Sosta tariffata pure in via Potiri, di via Filanda, nei pressi dell’ospedale Jazzolino e, soprattutto, di Corso Vittorio Emanuele.

La città continua a tingersi di blu. Il “pennellino” che traccia le strisce a pagamento è tornato in azione nelle scorse settimane. E come preannunciato giorni addietro, il lavoro è stato concluso e la sosta a pagamento è divenuta attiva da ieri anche in altre zone del centro abitato: si tratta di via Potiri, di via Filanda, nei pressi dell’ospedale Jazzolino e, soprattutto, di Corso Vittorio Emanuele. La rabbia dei cittadini e le polemiche sorte in Consiglio comunale, evidentemente non hanno fatto desistere l’amministrazione, tanto che la sosta tariffata da 0,50 centesimi orari è stata estesa ad aree rimastene inizialmente indenni.

La spiegazione non è difficile da individuare e sta negli introiti che sono stati significativi per il Comune, considerata pure la scarsa abitudine ad apporre il talloncino che sta costando decisamente cara agli automobilisti.
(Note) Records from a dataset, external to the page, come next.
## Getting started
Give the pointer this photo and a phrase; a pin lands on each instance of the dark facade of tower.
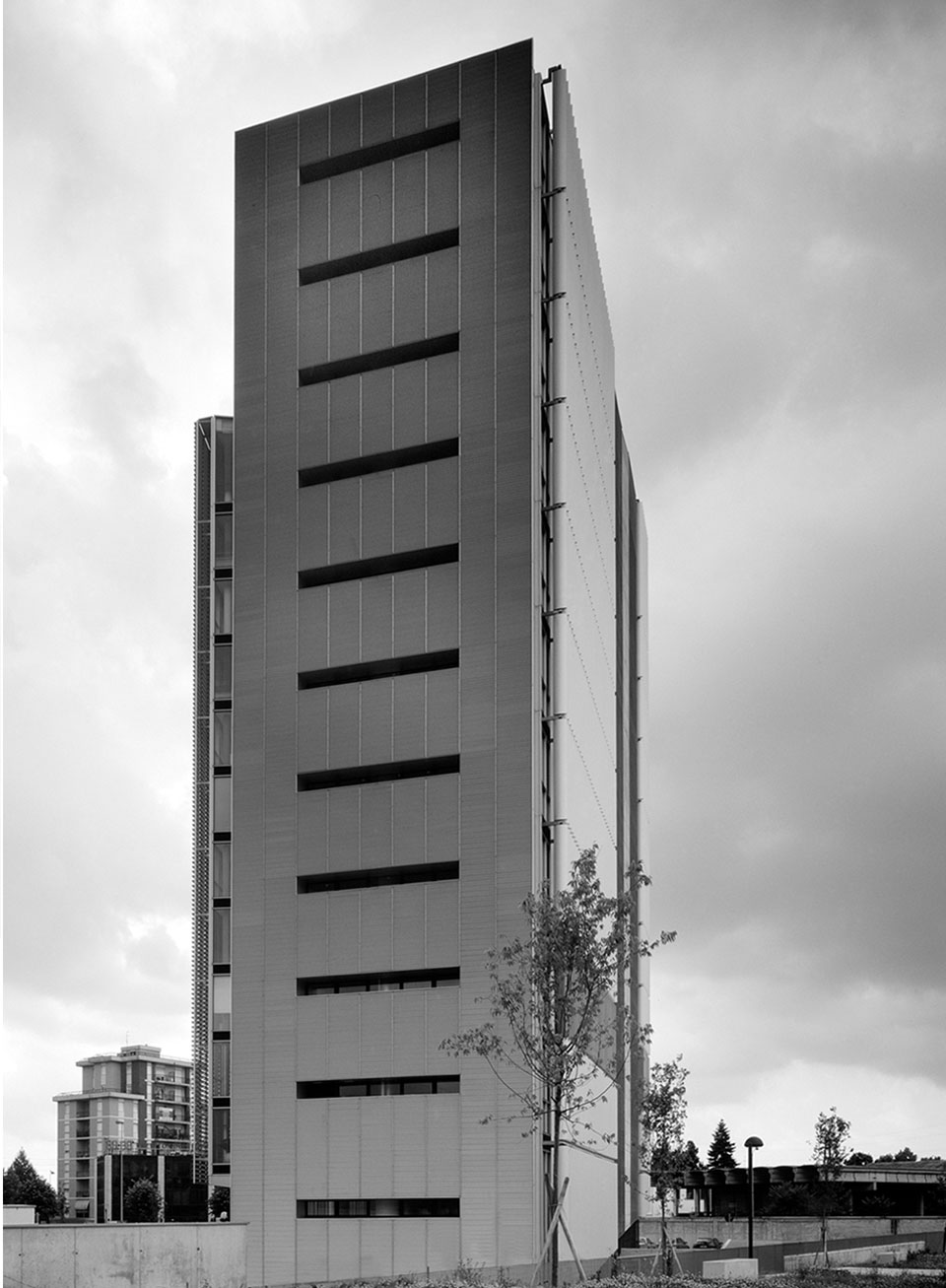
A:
(423, 676)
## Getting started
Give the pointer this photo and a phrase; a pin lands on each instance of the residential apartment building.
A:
(134, 1102)
(419, 668)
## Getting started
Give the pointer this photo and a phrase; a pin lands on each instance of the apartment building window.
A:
(223, 671)
(223, 739)
(223, 994)
(222, 869)
(223, 538)
(223, 464)
(222, 936)
(222, 1069)
(222, 1136)
(223, 605)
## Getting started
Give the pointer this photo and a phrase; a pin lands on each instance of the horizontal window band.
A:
(369, 879)
(381, 982)
(378, 255)
(378, 462)
(381, 668)
(387, 151)
(376, 1207)
(377, 358)
(387, 773)
(428, 557)
(448, 1085)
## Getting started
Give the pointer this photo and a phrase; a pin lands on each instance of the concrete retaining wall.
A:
(786, 1229)
(138, 1255)
(879, 1254)
(775, 1257)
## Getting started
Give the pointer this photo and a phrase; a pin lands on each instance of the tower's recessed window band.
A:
(374, 152)
(377, 358)
(356, 776)
(377, 1207)
(366, 879)
(415, 663)
(356, 570)
(385, 982)
(391, 254)
(354, 466)
(442, 1086)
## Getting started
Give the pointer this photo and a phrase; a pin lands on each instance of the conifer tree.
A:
(721, 1148)
(24, 1184)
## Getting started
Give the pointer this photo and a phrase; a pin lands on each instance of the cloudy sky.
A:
(769, 184)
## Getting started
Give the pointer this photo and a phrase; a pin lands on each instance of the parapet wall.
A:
(110, 1255)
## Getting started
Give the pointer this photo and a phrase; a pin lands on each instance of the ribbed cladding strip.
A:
(381, 668)
(378, 255)
(354, 466)
(385, 773)
(393, 357)
(428, 557)
(387, 151)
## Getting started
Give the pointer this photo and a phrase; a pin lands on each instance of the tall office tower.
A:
(419, 625)
(137, 1102)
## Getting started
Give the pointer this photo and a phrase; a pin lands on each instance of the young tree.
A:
(663, 1117)
(24, 1184)
(832, 1135)
(555, 1027)
(721, 1148)
(692, 1157)
(142, 1202)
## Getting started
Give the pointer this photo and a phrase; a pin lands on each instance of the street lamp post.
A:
(752, 1142)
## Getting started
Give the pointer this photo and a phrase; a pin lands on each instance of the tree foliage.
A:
(721, 1148)
(663, 1119)
(219, 1200)
(827, 1195)
(692, 1157)
(832, 1133)
(24, 1184)
(554, 1024)
(142, 1200)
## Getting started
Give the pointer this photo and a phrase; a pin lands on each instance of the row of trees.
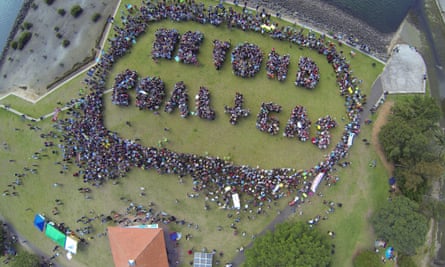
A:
(414, 143)
(293, 245)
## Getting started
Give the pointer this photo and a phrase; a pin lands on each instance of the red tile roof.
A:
(146, 246)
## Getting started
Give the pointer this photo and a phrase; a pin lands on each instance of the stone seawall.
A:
(18, 21)
(327, 18)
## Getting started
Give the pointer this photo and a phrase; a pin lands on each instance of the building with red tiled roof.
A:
(139, 247)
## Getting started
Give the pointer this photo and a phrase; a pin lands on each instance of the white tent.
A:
(317, 181)
(236, 201)
(71, 244)
(351, 139)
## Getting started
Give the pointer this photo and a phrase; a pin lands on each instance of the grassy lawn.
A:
(360, 189)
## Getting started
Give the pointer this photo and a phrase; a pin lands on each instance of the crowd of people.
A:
(164, 44)
(189, 47)
(277, 66)
(123, 82)
(308, 74)
(246, 60)
(266, 122)
(323, 138)
(179, 99)
(150, 93)
(298, 124)
(220, 49)
(238, 110)
(104, 155)
(203, 109)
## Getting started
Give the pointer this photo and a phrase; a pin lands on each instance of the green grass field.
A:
(361, 189)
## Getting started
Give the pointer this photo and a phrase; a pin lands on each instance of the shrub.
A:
(65, 43)
(76, 10)
(61, 12)
(367, 259)
(24, 39)
(95, 17)
(14, 45)
(27, 25)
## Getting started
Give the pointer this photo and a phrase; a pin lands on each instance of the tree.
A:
(367, 258)
(409, 134)
(61, 12)
(95, 17)
(76, 10)
(25, 259)
(291, 244)
(400, 223)
(2, 239)
(413, 141)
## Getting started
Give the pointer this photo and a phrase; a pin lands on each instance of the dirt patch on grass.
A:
(381, 120)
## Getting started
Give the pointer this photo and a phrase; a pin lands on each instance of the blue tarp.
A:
(392, 180)
(388, 253)
(39, 222)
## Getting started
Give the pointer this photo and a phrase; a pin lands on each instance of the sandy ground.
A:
(44, 59)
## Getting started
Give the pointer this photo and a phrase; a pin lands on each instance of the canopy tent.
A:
(236, 201)
(39, 222)
(174, 236)
(71, 244)
(201, 259)
(317, 181)
(351, 139)
(52, 232)
(392, 181)
(388, 252)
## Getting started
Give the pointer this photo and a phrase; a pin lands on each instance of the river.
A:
(384, 15)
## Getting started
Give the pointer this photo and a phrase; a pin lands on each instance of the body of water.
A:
(383, 15)
(9, 10)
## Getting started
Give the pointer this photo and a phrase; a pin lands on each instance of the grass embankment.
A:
(360, 189)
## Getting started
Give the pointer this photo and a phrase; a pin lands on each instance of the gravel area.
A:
(43, 60)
E se è vero che gli importi delle multe sono risibili, al di sotto di 30 euro mediamente, appare altrettanto innegabile che gli ausiliari del traffico continuano a presidiare le zone delle strisce blu intervenendo con un’intransigenza che rende tanti quattrini alle casse di palazzo Luigi Razza.

Lo scorso anno oltre 13mila multe sono state fatte ai cittadini per il mancato pagamento del parcheggio. E l’affare lo ha fatto e lo continua a fare il Comune, visto che gli introiti delle multe vanno interamente nelle casse dell’Ente, mentre l’impresa che gestisce il tutto deve accontentarsi del 64% dei proventi della sosta delle auto, con palazzo “Luigi Razza” ad incassare anche il restante 36%. Tanto per “dare” qualche numero, solo i versamenti in contanti hanno superato nel 2018 i 200mila euro. Introiti a cui vanno aggiunti quelli pagati con bollettino o con altra modalità. Non è ancora chiaro, invece, al di là delle tante autorevoli proposte venute dall’Aula, come la politica intenda utilizzare tali proventi.. ci sarà tempo per capirlo!